Tradisi lain yakni pemikiran gaib yang banyak kesamaan, contohnya antara pemikiran Syekh Siti Jenar dari Jawa Tengah dengan pemikiran sufi Al-Hallaj dari Persia. Bukan kebetulan, keduanya mati dieksekusi oleh penguasa setempat alasannya yakni ajaran-ajarannya dinilai bertentangan dengan ketauhidan Islam (murtad) dan membahayakan stabilitas politik dan sosial. Alasan lain yang dikemukakan Hoesein yang sejalan dengan teori Moquetta, yaitu ada kesamaan seni kaligrafi pahat pada batu-batu nisan yang digunakan di kuburan Islam awal di Indonesia. Kesamaan lain yakni bahwa umat Islam Indonesia menganut mahzab Syafei, sama menyerupai kebanyak muslim di Iran.
d. Teori Cina
Teori Cina menyampaikan bahwa proses kedatangan Islam ke Indonesia (khususnya di Jawa) berasal dari para perantau Cina. Orang Cina telah bekerjasama dengan masyarakat Indonesia jauh sebelum Islam dikenal di Indonesia. Pada masa Hindu-Budha, etnis Cina atau Tiongkok telah berbaur dengan penduduk Indonesia—terutama melalui kontak dagang. Bahkan, pemikiran Islam telah hingga di Cina pada era ke-7 M, masa di mana agama ini gres berkembang. Sumanto Al Qurtuby dalam bukunya Arus Cina-Islam-Jawa menyatakan, berdasarkan kronik masa Dinasti Tang (618-960) di kawasan Kanton, Zhang-zhao, Quanzhou, dam pesisir Cina pecahan selatan, telah terdapat sejumlah pemukiman Islam.

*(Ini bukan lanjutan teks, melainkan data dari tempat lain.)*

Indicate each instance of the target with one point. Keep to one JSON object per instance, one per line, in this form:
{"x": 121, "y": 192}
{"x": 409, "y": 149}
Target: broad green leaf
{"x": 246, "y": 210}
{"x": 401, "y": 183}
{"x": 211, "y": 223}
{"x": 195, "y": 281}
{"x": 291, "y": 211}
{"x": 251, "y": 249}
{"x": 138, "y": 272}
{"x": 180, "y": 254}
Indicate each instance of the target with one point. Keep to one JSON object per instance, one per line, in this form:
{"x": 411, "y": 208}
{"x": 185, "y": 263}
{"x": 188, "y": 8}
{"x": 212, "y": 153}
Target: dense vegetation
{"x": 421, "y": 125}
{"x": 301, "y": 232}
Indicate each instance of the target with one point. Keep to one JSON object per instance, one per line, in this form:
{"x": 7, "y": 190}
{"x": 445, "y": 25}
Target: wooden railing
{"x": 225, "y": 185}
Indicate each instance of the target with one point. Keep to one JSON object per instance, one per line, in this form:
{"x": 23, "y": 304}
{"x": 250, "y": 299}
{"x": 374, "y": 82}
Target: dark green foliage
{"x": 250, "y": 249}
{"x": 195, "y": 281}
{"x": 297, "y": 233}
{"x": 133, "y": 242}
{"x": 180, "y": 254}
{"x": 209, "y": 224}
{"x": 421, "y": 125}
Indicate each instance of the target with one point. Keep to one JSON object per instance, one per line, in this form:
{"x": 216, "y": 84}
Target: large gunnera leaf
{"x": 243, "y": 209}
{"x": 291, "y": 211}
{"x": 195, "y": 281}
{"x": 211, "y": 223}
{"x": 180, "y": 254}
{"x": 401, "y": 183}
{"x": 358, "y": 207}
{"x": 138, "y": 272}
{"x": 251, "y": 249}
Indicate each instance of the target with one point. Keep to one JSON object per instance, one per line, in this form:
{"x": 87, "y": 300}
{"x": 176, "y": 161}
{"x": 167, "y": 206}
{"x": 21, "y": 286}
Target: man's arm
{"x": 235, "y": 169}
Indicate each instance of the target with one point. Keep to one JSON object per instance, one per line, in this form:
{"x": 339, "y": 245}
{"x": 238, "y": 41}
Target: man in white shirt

Teori Cina ini jikalau dilihat dari beberapa sumber luar negeri (kronik) maupun lokal (babad dan hikayat), sanggup diterima. Bahkan berdasarkan sejumlah sumber lokat tersebut ditulis bahwa raja Islam pertama di Jawa, yakni Raden Patah dari Bintoro Demak, merupakan keturunan Cina. Ibunya disebutkan berasal dari Campa, Cina pecahan selatan (sekarang termasuk Vietnam). Berdasarkan Sajarah Banten dan Hikayat Hasanuddin, nama dan gelar raja-raja Demak beserta leluhurnya ditulis dengan memakai istilah Cina, menyerupai “Cek Ko Po”, “Jin Bun”, “Cek Ban Cun”, “Cun Ceh”, serta “Cu-cu”. Nama-nama menyerupai “Munggul” dan “Moechoel” ditafsirkan merupakan kata lain dari Mongol, sebuah wilayah di utara Cina yang berbatasan dengan Rusia.
Bukti-bukti lainnya yakni masjid-masjid bau tanah yang bernilai arsitektur Tiongkok yang didirikan oleh komunitas Cina di aneka macam tempat, terutama di Pulau Jawa. Pelabuhan penting sepanjang pada era ke-15 menyerupai Gresik, misalnya, berdasarkan catatan-catatan Cina, diduduki pertama-tama oleh para pelaut dan pedagang Cina.
Semua teori di atas masing-masing mempunyai kelemahan dan kelebihan tersendiri. Tidak ada kemutlakan dan kepastian yang terperinci dalam masing-masing teori tersebut. Meminjam istilah Azyumardi Azra, bahwasanya kedatangan Islam ke Indonesia tiba dalam kompleksitas; artinya tidak berasal dari satu tempat, tugas kelompok tunggal, dan tidak dalam waktu yang bersamaan.
Anda kini sudah mengetahui Teori Sejarah Proses Masuknya Islam di Indonesia. Terima kasih anda sudah berkunjung ke Perpustakaan Cyber.
Referensi :
Suwito, T. 2009. Sejarah : Sekolah Menengah Atas (SMA) dan Madrasah Aliyah (MA) Kelas XI. Pusat Perbukuan, Departemen Pendidikan Nasional, Jakarta, p. 368.